In line with the project deliverables, Palestinian and Jordanian partners formulated a set of case studies that can be used by instructors as supporting materials for lab work. These case studies were selected based on their relevance to the newly designed forensics curricula. Below is a summary of each case study as designed by each partner. The case studies and associated resources have been uploaded to a shared server and made available to each partner. (Note that the listed case studies are just a sample of those that have been proposed and made available by project partners.)
Title of the Case Study: Unauthorised Modification of Staff Attendance Records
Summary : A person named H.D. has obtained the passwords for fingerprint devices. The latter devices are responsible for recording the arrival and departure of staff at an institution. H.D. has modified the attendance records of some staff by changing their state from present to absent and vice-versa. The result of this process is the modification of records associated with a particular staff group.

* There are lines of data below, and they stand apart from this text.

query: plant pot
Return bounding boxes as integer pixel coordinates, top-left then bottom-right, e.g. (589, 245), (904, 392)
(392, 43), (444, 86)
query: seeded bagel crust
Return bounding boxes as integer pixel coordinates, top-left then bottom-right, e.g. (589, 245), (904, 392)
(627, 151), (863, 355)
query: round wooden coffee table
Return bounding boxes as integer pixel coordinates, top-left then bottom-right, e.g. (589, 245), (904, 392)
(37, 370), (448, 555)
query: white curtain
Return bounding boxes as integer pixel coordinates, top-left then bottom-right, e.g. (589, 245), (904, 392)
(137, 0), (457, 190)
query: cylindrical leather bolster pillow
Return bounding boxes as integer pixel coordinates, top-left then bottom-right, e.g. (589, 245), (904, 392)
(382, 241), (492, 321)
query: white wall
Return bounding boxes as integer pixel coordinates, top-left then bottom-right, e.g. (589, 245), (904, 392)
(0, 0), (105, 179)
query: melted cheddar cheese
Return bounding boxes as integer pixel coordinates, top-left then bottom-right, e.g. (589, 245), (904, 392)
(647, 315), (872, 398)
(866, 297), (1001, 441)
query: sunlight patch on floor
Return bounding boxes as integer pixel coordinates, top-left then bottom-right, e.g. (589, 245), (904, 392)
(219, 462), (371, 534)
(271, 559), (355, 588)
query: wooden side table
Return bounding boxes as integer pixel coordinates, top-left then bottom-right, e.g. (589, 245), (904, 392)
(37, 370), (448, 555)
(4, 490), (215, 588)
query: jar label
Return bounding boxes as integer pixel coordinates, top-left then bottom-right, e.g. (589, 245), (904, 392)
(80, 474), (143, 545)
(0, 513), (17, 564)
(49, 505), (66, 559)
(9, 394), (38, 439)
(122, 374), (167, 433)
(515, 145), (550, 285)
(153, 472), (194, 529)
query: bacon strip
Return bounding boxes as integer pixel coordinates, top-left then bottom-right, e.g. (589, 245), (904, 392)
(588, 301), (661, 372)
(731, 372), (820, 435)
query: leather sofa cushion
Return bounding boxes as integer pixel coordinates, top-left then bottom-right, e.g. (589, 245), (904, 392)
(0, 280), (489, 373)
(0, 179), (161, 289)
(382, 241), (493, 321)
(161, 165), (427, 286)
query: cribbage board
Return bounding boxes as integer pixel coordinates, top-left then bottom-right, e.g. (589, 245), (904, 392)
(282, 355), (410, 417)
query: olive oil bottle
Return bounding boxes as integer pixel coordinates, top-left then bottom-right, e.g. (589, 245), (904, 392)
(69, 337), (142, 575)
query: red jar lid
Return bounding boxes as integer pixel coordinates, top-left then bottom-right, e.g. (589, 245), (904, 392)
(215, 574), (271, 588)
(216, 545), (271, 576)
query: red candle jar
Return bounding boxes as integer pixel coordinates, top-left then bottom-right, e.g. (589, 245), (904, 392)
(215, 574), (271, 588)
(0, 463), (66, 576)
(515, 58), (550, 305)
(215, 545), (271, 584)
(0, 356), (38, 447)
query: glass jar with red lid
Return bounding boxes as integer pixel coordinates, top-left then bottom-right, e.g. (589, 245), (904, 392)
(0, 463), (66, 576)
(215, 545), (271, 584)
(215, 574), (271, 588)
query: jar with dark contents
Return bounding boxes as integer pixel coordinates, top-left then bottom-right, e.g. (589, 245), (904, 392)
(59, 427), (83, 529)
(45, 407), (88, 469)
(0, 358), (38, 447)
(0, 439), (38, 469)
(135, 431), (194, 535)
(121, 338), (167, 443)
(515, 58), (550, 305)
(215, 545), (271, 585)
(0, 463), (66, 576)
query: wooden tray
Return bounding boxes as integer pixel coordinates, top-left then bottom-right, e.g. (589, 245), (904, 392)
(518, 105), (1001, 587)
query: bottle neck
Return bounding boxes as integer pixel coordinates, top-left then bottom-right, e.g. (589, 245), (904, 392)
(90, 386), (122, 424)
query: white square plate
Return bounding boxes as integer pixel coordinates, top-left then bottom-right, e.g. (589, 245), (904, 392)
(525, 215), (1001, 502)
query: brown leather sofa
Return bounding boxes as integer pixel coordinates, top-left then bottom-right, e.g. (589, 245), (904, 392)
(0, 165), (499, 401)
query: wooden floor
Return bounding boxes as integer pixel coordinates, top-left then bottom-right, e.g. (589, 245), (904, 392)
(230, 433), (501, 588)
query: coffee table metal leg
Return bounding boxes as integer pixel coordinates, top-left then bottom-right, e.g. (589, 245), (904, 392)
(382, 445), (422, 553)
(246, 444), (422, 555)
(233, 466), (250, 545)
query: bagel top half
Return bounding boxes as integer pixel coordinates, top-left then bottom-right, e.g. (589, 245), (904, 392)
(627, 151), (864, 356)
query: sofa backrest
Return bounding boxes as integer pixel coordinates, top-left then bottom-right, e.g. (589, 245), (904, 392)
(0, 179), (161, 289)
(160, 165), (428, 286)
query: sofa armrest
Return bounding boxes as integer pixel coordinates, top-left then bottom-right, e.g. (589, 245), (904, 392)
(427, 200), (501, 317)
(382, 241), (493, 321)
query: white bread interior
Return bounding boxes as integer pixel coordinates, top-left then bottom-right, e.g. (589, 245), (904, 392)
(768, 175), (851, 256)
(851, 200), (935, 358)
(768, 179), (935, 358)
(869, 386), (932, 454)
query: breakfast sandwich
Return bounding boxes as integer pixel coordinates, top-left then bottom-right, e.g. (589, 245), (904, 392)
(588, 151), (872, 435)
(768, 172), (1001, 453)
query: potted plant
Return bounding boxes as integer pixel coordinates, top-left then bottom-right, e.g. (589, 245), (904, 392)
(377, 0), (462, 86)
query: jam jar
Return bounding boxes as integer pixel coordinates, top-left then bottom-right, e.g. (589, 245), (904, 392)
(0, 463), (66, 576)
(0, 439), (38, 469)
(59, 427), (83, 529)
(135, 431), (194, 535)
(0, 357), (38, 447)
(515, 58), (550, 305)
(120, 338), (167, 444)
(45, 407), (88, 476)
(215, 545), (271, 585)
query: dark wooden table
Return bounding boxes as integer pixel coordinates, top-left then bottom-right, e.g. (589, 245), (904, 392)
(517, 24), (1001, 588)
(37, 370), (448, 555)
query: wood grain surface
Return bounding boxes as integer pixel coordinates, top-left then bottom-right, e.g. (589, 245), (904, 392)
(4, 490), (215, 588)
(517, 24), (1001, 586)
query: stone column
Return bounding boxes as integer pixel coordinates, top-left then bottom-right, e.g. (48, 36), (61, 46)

Objectives : There are a number of objectives to this study that shall be carried out by students including determining whether the attacker acted alone, whether an administrator's password was compromised, etc.
Title of the Case Study: Pirate Movies
Summary : ABC Inc. is a small software development company with a team of three programmers and a single network and infrastructure administrator. The company’s Internet usage policy clearly prohibits the employees from visiting and using Torrent websites in order to avoid any legal liability on the company's part associated with illegal downloading of copyrighted materials. The company received a detection notice of copyright infringement from its ISP claiming that the static IP address leased to the company has allegedly been detected downloading pirated movies and TV series on August 27th, 2017. The company management has hired a private investigation firm to perform a digital forensics investigation to determine who is responsible for this Internet usage policy violation.
Objectives : The objective is to perform a forensic investigation on the company’s network and answer specific questions regarding the alleged policy violation including whether a specific user is responsible, etc.
Title of the Case Study: The Drug Mule Case
Summary : The case centres on a criminal Investigation into a drug smuggling network. It concerns a 21 year-old student of liberal arts attending the Chicago Community College for Arts and Science. The student was routinely stopped by the immigration officer at Queen Alia International Airport (QAIA). During one of their visits, and following a full-body scan, the student was found to be concealing drugs in their stomach. The student was arrested and the investigation went on to determine their motives and the destination of the drugs. The study requires investigating the trip details, the student's previous visits and their travel route before arrival in Amman.
Objectives : The objective is to perform a forensic investigation on the devices seized from the passenger and answer specific questions related to whether he was aware of the drugs he was concealing and whether he was a member of a drug smuggling network. The study also explores how the files on these devices can be analysed even if encrypted, etc.
Title of the Case Study: Internet Extortion
Summary : The study concerns an individual (identified as Y.S.) who was subjected to extortion and intimidation by an unknown individual (identified as N.W.) on the Facebook social networking site. N.W. threatened to publish pornographic images of Y.S. and his family, as well as create fictitious accounts in the names of others in his social media circle, and to contact his friends via various social networking sites. To avoid this, Y.S. was told to carry out a money transfer to N.W. in Morocco, in which case the material would not be released.
Objectives : The objective is to investigate the materials related to the case and answer specific questions such as whether the the extortion was actually carried out, whether the extortionist working alone, or as part of a team, whether the victim activated all security options available on their devices, etc.